Big data is the frontier of urban planning.  We have two choices: become technocrats or become obsolete.  We can talk a big game about working with communities and building places and all the other stuff, but if we don't have the data to back it up, we're going nowhere.

The funny thing is that I would not have said that six months ago.

Truthfully, we shouldn't be here.  We should be able to move through a community and listen to people, read buildings, and feel the beat of the place and what makes it move forward and forms its heart.  

That time is gone.  It's not gone because of anything we did.  We did not fail.  But the world moved around us.

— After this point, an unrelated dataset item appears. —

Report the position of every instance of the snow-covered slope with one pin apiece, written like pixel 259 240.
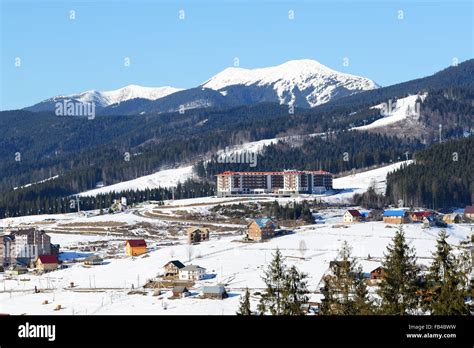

We have to take the vernacular of the day and use it to our advantage.  We have to take the 1s and 0s that move the economy and opinion and debate and steer them towards the arguments that we need to make.

All is not lost because this is what we do.  We were the first arbiters of feedback.  We were the first ones to look at honest places and talk about what they mean.  We were the ones who could discern where paths go, where hardship was settling, and where things were improving.  We could only feel the trend, but not delineate the potential.

We just never had anything beyond our own gut feeling to justify it.  UNTIL NOW.

Now we have data.

Now we have numbers.

Now we have surveys.

Now we have research.

Now we have objectivity. 

Now we use them to push the point home:   Cities are alive, they matter, and they will make you better.